本当はすぐに制作を始めなければならないスケジュールで、
アトリエには来てみるものの、ソワソワと筆が続かないのだ。
あれやこれや本棚やネットから文章をつまみ食いしては、
当たり屋のように誰かを捕まえてベラベラ話すなど、
漠然と、思考とか美術とか表現(大した内容でもないのに)の話が止まらない。 
naebonoメンバーを捕まえて、文字対談してたら何万字とかになってしまったり、
友人画家宅に押しかけて近況を深夜2時まで聞いてもらったり。。。
ちょっと自分でも珍しいくらい、一人で押せ押せ気味である。 

3月までの制作が鬼ラッシュだったのち、
直後が東京やら香港やらのインプットラッシュで整理がついていないんだろう。
そろそろ周りの空気から迷惑感が表出されてきており、やばい。
仕方がないので、このブログに吐くしかないのかもしれん(笑) 

香港で開催されるArt Central Hong KongにAdmira Galleryから参加するために、初訪問!

いつもの旅行のノリでホステル予約のサイトを見ると、
香港は宿が高い中で、密集して安い宿が入ってる建物を発見、
評価も高いしここにしようと決めた。

着いたのが深夜2時くらい、その建物入り口にはちょっと怖そうな黒人複数、
いきなりハードルが高い。中に入ると一階が変な電気屋とかカレー屋ばっかり。
エレベータが多すぎてどこの宿なのか全然わからん。
配偶者は不安がってるし(夫婦旅行でもリスク高めの安宿を未だに強いるスタイルから脱せない)、
なかなか心折られる。なんなんだここは。
ビビりながら右往左往して、看板を丁寧にチェックしてようやく発見した上階の予約宿。

1階の様子と比べれば、穏やかで不安感のないホステルのカウンターで、
部屋もそれなりに綺麗、しかしめちゃくちゃ狭い!!
ベッドの真横がトイレ兼、洗面所兼、シャワールーム、、、
シャワーが、便器の真上にある。
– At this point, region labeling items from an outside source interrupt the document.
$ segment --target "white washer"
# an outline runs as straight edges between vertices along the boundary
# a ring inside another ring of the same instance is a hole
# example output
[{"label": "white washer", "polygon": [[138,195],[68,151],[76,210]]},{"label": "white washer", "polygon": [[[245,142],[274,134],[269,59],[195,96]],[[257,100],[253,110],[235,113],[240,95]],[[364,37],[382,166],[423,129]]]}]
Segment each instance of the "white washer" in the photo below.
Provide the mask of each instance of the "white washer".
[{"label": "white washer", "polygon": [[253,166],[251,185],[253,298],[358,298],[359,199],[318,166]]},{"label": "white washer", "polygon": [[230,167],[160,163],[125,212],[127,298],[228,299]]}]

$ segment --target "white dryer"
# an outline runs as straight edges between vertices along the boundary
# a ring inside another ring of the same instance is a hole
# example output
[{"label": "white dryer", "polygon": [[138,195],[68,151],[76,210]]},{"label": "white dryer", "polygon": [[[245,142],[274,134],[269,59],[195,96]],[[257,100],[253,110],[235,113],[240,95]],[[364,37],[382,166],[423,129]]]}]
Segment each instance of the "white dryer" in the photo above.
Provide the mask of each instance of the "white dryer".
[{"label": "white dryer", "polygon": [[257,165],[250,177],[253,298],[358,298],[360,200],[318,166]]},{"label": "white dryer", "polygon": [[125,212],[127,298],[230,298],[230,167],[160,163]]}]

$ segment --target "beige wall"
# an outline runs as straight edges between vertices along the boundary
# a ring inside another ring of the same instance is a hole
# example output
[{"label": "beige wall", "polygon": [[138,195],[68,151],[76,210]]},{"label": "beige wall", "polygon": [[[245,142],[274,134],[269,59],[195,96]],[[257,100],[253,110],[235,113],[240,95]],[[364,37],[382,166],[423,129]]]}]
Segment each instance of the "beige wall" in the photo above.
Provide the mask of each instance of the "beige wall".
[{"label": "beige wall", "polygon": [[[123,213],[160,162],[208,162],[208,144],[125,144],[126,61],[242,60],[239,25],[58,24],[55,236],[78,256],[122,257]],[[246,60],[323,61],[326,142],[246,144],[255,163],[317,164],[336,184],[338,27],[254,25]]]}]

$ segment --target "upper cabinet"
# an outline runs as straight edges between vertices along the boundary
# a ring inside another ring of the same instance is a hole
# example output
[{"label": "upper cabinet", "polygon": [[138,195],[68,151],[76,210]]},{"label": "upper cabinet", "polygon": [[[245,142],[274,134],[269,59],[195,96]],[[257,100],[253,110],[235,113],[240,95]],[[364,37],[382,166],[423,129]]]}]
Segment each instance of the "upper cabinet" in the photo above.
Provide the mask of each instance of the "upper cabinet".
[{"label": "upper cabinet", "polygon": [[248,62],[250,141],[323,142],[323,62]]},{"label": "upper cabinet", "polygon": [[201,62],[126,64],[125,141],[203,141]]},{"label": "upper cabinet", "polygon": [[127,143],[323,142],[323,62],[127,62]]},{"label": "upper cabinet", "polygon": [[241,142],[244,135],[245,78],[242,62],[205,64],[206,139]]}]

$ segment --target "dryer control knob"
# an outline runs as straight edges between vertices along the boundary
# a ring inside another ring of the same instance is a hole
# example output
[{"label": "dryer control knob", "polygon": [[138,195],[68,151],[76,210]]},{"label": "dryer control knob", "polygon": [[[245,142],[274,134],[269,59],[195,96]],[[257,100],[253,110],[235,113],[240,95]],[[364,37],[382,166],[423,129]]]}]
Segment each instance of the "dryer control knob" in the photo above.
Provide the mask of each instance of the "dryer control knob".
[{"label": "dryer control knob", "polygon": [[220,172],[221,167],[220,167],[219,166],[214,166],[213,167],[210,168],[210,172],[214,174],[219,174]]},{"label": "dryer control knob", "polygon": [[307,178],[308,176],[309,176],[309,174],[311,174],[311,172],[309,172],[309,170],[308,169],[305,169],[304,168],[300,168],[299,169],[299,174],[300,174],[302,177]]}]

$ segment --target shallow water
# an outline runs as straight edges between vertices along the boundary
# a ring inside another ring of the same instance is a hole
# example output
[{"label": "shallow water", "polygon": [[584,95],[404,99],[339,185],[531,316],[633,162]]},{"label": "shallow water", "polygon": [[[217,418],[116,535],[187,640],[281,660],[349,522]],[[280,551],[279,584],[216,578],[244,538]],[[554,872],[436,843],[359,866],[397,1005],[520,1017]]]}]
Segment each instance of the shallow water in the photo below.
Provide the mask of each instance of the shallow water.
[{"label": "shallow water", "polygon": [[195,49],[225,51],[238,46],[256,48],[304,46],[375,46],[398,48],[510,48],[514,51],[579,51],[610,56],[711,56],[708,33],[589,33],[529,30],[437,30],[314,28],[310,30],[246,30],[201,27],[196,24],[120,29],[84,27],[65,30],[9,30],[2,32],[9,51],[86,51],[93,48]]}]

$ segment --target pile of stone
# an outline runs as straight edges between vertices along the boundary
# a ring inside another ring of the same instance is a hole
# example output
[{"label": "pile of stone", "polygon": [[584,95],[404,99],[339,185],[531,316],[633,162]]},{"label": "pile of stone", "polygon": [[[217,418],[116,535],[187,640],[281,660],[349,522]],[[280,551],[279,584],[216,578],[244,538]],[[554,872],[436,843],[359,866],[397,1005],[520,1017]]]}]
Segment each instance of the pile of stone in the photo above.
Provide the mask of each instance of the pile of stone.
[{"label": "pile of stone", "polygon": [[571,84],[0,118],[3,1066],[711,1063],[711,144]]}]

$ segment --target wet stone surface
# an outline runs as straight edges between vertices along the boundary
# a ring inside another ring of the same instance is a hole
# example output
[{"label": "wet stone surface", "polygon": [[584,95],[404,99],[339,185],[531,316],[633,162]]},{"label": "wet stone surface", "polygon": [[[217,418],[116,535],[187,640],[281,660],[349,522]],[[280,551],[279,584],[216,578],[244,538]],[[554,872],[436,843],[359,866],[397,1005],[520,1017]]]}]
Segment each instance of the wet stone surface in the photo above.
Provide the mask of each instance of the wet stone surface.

どう使っても便器がびしゃびしゃになる。
ネットで調べたらどうもこれが香港スタイルらしい。

このビル、バックパッカー界では有名な、
重慶大厦(チョンキンマンション) なる場所で、
一階はやはりインド人街と換金率の高い換金所が複数、
二階以降はホステル群、となっているらしい。
見たことないけど映画「恋する惑星」の舞台としても有名とか。
各エレベータはそれぞれブロックが違って、
ブロックが違うところ同士では行き来ができない構造になっているらしい。 
ハードルが高すぎる!! もっと調べておくべきだった。

今までの街とまただいぶ状況が異質だなあ。
一週間この宿でやってけるのか!?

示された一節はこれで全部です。